The bones and "good dog" words of encouragement worked for a while, but soon those became ineffective as well. In a short time, Georgia had a hypothesis. Up until this point, she'd been giving her dog rawhide bones. Perhaps he would respond well to real bones.
She began by using scrap bones from the dinner table. It worked better than she had hoped. She didn't even need the "good dog" words of encouragement to get him to behave. But Georgia feared that this soon would end.
And Georgia was right. Her dog's behavior didn't remain good indefinitely, even with the scrap bones. She couldn't bear the thought of having anything but a good, well-behaved dog. So she made the next logical step: she went looking for bigger bones. At first, this was easy to do. There were places that sold the bones of larger animals. But soon, that too became impractical.
Georgia could no longer afford her dog's bone habit. She didn't know what to do. She couldn't bear the thought of having a bad dog. But she also couldn't bear the thought of giving him away or putting him down; that would make her a bad person in her mind. So she acted in desperation. She began to rob graves.
This might seem unbelievable: a perfectly normal girl digging up human skeletons to feed to her blood-thirsty dog. But you have to understand that it had been a very long and gradual process that had brought Georgia to this point.

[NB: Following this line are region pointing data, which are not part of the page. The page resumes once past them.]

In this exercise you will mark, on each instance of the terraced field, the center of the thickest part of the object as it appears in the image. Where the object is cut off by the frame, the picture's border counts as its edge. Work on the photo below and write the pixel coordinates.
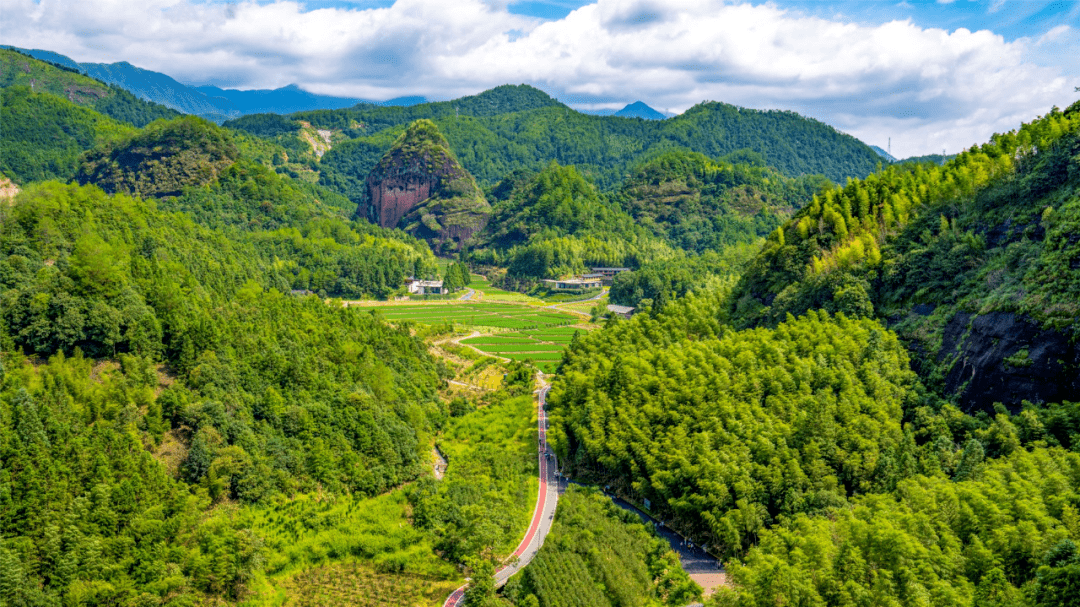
(515, 326)
(478, 315)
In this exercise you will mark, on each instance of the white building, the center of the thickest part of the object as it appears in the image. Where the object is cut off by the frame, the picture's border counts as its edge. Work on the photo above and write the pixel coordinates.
(424, 287)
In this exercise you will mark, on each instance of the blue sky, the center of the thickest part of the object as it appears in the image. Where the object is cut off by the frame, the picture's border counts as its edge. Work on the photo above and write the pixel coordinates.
(929, 75)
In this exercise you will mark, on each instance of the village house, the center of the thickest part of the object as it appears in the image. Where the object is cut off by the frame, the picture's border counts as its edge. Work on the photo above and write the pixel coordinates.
(417, 286)
(580, 283)
(607, 274)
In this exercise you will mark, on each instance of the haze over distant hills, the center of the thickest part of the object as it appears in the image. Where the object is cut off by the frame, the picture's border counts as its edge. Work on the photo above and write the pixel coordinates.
(208, 102)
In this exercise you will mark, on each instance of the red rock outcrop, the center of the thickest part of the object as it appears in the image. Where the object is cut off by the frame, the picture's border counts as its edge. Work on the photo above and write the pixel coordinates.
(420, 187)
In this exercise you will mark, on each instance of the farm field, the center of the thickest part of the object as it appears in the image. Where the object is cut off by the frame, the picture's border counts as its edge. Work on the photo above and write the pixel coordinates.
(477, 315)
(514, 326)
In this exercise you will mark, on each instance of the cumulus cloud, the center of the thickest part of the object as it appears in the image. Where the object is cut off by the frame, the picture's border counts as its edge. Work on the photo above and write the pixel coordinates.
(927, 89)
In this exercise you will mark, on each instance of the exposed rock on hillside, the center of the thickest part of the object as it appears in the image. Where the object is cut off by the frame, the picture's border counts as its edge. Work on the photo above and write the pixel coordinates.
(421, 188)
(1004, 358)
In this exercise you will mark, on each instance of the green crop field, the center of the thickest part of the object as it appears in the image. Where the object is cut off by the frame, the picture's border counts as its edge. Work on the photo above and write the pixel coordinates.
(535, 347)
(523, 332)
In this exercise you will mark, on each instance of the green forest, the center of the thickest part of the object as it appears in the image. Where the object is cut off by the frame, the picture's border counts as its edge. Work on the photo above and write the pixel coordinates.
(858, 394)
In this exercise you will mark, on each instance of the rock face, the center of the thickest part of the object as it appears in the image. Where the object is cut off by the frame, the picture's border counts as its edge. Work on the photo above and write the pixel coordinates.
(420, 187)
(1003, 358)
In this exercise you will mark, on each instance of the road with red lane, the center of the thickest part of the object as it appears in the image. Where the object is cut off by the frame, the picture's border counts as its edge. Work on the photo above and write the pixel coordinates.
(542, 515)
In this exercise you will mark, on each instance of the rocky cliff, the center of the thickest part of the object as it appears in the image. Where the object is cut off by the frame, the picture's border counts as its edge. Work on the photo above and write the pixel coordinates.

Now, if we left the story there, it would be incredible enough. But, that wasn't the end of it. Even the human bones after a point failed to produce the good behavior that Georgia so desparately desired from her dog. She needed bigger bones! And there was one place to get them: museums.
Georgia began burgling dinosaur bones from museums. The authorities were puzzled by the thefts. She wasn't stealing the valuable or rare fossils, just the common bones found in the paleontological archives.
Georgia was no longer acting rationally at this point. Her dog could not do anything with the massive bones. He couldn't chew on them, nor could he bury them. The irony of the situation was lost on her. She had worked so hard to try to make her dog a good dog that she had turned herself into a bad person in the process.